A 35 ans, Oleksiï Gontcharouk est devenu le plus jeune premier ministre ukrainien. Le Parlement a voté jeudi 29 août pour cet ancien avocat partisan de réformes économiques libérales, peu connu et n’ayant que trois mois d’expérience au sein du pouvoir. Après des semaines d’intenses consultations, le nouveau président, Volodymyr Zelensky, lui-même novice en politique et plus jeune chef de l’Etat ukrainien à 41 ans, a officiellement proposé aux députés du nouveau Parlement de nommer M. Gontcharouk comme premier ministre. Les députés, qui sont acquis au président après la victoire de son parti aux législatives en juillet, ont approuvé cette nomination au premier jour de leur travail.
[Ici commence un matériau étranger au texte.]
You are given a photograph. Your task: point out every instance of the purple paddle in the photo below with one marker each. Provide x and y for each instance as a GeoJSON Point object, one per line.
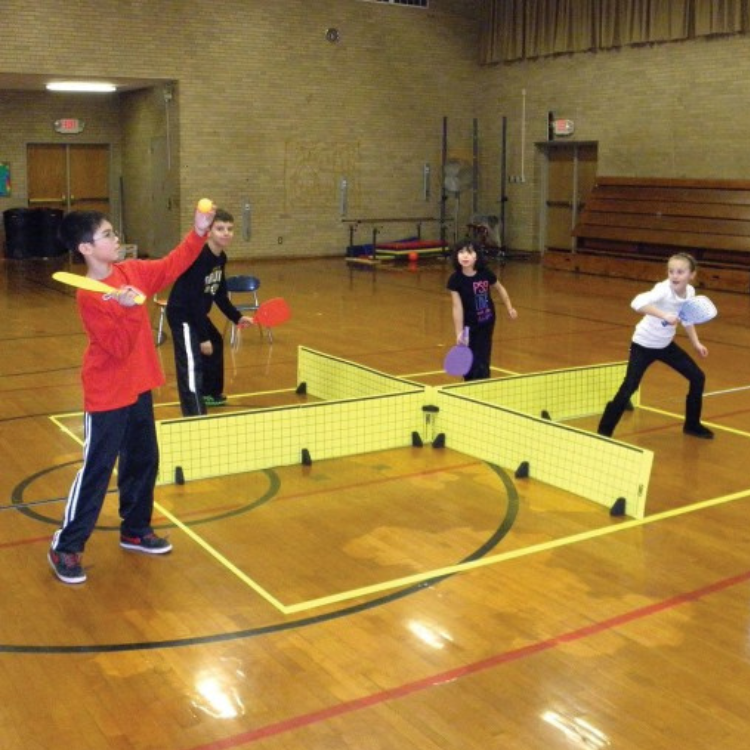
{"type": "Point", "coordinates": [459, 358]}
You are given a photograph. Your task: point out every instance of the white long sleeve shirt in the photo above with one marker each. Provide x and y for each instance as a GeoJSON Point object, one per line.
{"type": "Point", "coordinates": [650, 332]}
« Nous avons plus de 10 millions de personnes vivant sous le seuil de pauvreté (…). Nous avons une guerre dans l’Est. Et en plus, nous avons la corruption. Il faut y mettre fin et nous allons le faire. Le nouveau gouvernement ne va pas voler », a lancé M. Gontcharouk avant le vote, sous les applaudissements de l’hémicycle. Sa nomination s’inscrit dans le contexte de l’arrivée massive de nouveaux visages dans les sphères du pouvoir en Ukraine, après l’élection triomphale en avril de M. Zelensky sur la promesse de « casser le système ». « Une nouvelle génération est arrivée au pouvoir », a souligné M. Gontcharouk devant les députés. Qualifié de « bourreau de travail », il a été nommé fin mai comme chef adjoint de l’administration présidentielle chargée des questions économiques. Il accompagnait le chef de l’Etat lors des rencontres à ce sujet.
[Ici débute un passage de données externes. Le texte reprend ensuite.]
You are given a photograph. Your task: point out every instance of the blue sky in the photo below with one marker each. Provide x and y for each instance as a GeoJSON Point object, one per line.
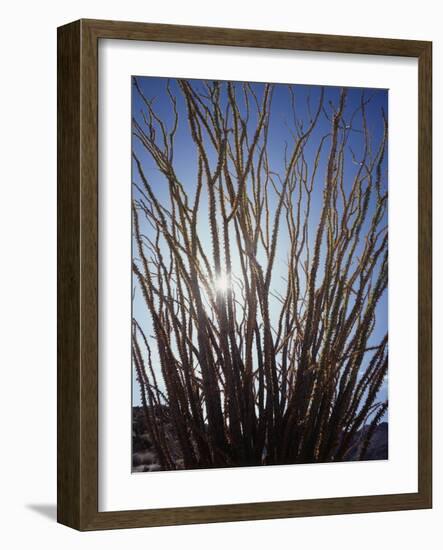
{"type": "Point", "coordinates": [281, 131]}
Il « ne pourra pas être un premier ministre indépendant »
M. Gontcharouk a dirigé pendant quatre ans le centre d’analyse BRDO à Kiev, financé par l’Union européenne et dont les activités visent à améliorer le climat des affaires en Ukraine. A la tête du gouvernement, M. Gontcharouk sera confronté à des défis titanesques dans cette ex-république soviétique, l’un des pays les plus pauvres d’Europe, rongé par la corruption et confronté à une guerre avec des séparatistes prorusses dans l’Est, qui a fait environ 13 000 morts. « Son défi principal sera de ne pas trahir les attentes, ce qui ne sera pas facile », souligne Oleksandre Parachtchiï, analyste de la banque d’investissements Concorde Capital à Kiev.
Considéré comme partisan d’une politique économique libérale, M. Gontcharouk a plaidé en faveur de la poursuite de la coopération avec le Fonds monétaire international, dont l’aide financière est cruciale et conditionnée à l’application de mesures très impopulaires, comme la hausse de la facture du gaz. Diplômé de droit et d’administration publique, M. Gontcharouk, qui a fait ses études en Ukraine, dispose d’un soutien sans précédent de la majorité parlementaire et de la présidence, mais sa marge de manœuvre personnelle reste limitée. Il « ne pourra pas être un premier ministre indépendant, même s’il le souhaite, faute de disposer de sa propre base politique », résume l’analyste politique Volodymyr Fessenko.